Pattern Tip: If you find a pattern you love, don't be afraid to go all out, such as with an upholstered piece. Hesitant to commit? Go for easy-to-change accents, such as throw pillows.
Reject every 1990s floral stereotype you have running through your head when you hear floral. The patterns you'll find on shelves now are fresh, fun, modern, but still feminine. Here, the rainbow color scheme of the built-in bookcase is perfectly matched with the modern floral throw pillow on the chair. The mix of colorful elements both old and new keeps this room feeling fresh and lively, without being overwhelming.
We love the handmade look of patterns that appear to be drawn by hand. Plus, it's a pattern you can do yourself. Grab some markers and start drawing and doodling. A few tips: Mark your lines in pencil first and practice on scrap wood or fabric before you begin your project.
Kid-favorite polka dots get a sophisticated makeover with this take on the pattern. The irregular look resembles the also trending animal patterns (of the leopard and cheetah variety) as well as the hot hand-drawn take on patterns.
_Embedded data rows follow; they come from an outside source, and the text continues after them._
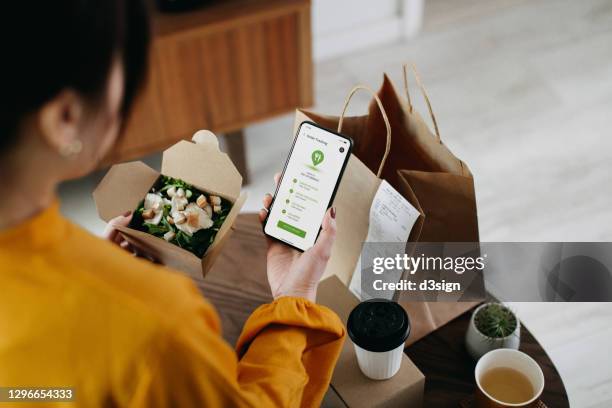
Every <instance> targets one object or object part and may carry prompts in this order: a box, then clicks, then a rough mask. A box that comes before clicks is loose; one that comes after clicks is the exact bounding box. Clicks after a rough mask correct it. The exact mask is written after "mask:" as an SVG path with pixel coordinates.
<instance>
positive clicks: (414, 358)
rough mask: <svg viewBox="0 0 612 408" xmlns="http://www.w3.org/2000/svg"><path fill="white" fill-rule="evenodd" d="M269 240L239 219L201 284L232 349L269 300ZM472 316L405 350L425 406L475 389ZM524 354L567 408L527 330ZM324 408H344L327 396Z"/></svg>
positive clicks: (462, 317)
mask: <svg viewBox="0 0 612 408" xmlns="http://www.w3.org/2000/svg"><path fill="white" fill-rule="evenodd" d="M265 250H266V248H265V240H264V236H263V234H262V231H261V225H260V223H259V221H258V219H257V216H256V214H241V215H240V216H239V217H238V220H237V222H236V224H235V230H234V233H233V234H232V236H231V237H230V239H229V241H228V243H227V245H226V247H225V248H224V250H223V253H222V254H221V255H220V256H219V259H218V260H217V262H216V263H215V266H214V267H213V268H212V270H211V271H210V272H209V274H208V275H207V277H206V279H201V278H200V279H197V283H198V286H199V287H200V289H201V290H202V292H203V293H204V295H205V296H206V297H207V298H208V300H210V301H211V302H212V303H213V304H214V305H215V306H216V307H217V310H218V311H219V314H220V316H221V320H222V325H223V332H224V337H225V338H226V340H228V341H229V342H230V343H232V344H234V343H235V341H236V339H237V338H238V336H239V334H240V330H241V329H242V326H243V324H244V322H245V320H246V319H247V318H248V316H249V315H250V314H251V312H252V311H253V310H254V309H255V308H256V307H258V306H259V305H261V304H262V303H266V302H269V301H270V300H271V295H270V289H269V287H268V284H267V278H266V269H265V268H266V260H265ZM469 317H470V312H466V313H464V314H463V315H461V316H460V317H458V318H457V319H455V320H453V321H451V322H450V323H448V324H447V325H445V326H443V327H441V328H439V329H438V330H436V331H435V332H433V333H431V334H429V335H428V336H426V337H424V338H423V339H421V340H419V341H417V342H416V343H414V344H413V345H411V346H410V347H408V348H407V349H406V354H407V355H408V356H409V357H410V358H411V359H412V361H414V363H415V364H416V365H417V367H419V369H420V370H421V371H422V372H423V374H425V378H426V380H425V403H424V407H426V408H432V407H434V408H435V407H458V406H459V402H461V401H462V400H463V399H464V398H466V397H468V396H470V395H471V394H472V393H473V392H474V389H475V382H474V366H475V362H474V361H473V360H472V359H471V358H470V357H469V355H468V354H467V351H466V350H465V346H464V340H463V339H464V336H465V332H466V329H467V325H468V322H469ZM521 350H522V351H524V352H525V353H527V354H529V355H530V356H531V357H533V358H534V359H535V360H536V361H537V362H538V364H539V365H540V366H541V367H542V370H543V371H544V377H545V379H546V386H545V388H544V394H543V396H542V400H543V401H544V402H545V403H546V404H547V405H548V407H550V408H563V407H569V402H568V399H567V394H566V392H565V387H564V386H563V381H562V380H561V377H560V376H559V373H558V372H557V369H556V368H555V366H554V364H553V363H552V361H551V360H550V358H549V357H548V355H547V354H546V352H545V351H544V349H542V347H541V346H540V344H539V343H538V341H537V340H536V339H535V338H534V337H533V335H532V334H531V333H530V332H529V330H528V329H527V328H526V327H525V326H524V325H523V326H522V330H521ZM325 406H334V407H335V406H344V405H343V404H342V403H341V400H340V399H339V398H336V397H334V396H328V397H327V398H326V400H325Z"/></svg>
One of the best parts about many tribal patterns is that they include a range of colors. Like florals, they can help pull together other elements in your room or introduce completely new colors like the pillow on this sofa. It matches the blue from one of the paintings and mirrors the warm colors of the flower still life and other pillows.
Once you've become comfortable adding patterns to your decor, go all out and start layering them into the room. To keep the mixing and matching from being overwhelming, follow the example of this room and stick to a defined color palette while playing with scale. And make sure the patterns have something in common: Each of these involves one or two bold colors and white background.
Watch and see more tips for mastering the art of pattern mixing from designer Bridgid Coulter.
You might immediately think of upholstery or other textiles when you think about adding patterns to your decor. But don't discount unexpected elements like lamps, tables, and even larger furniture. This brushstroke-pattern lamp base is a perfect example of how to add patterned accessories.
Even in a formal room like a dining room you can still mix in a statement pattern. The navy-and-white ikat curtains repeat the colors found elsewhere in the room, creating a coordinated, but still interesting, look.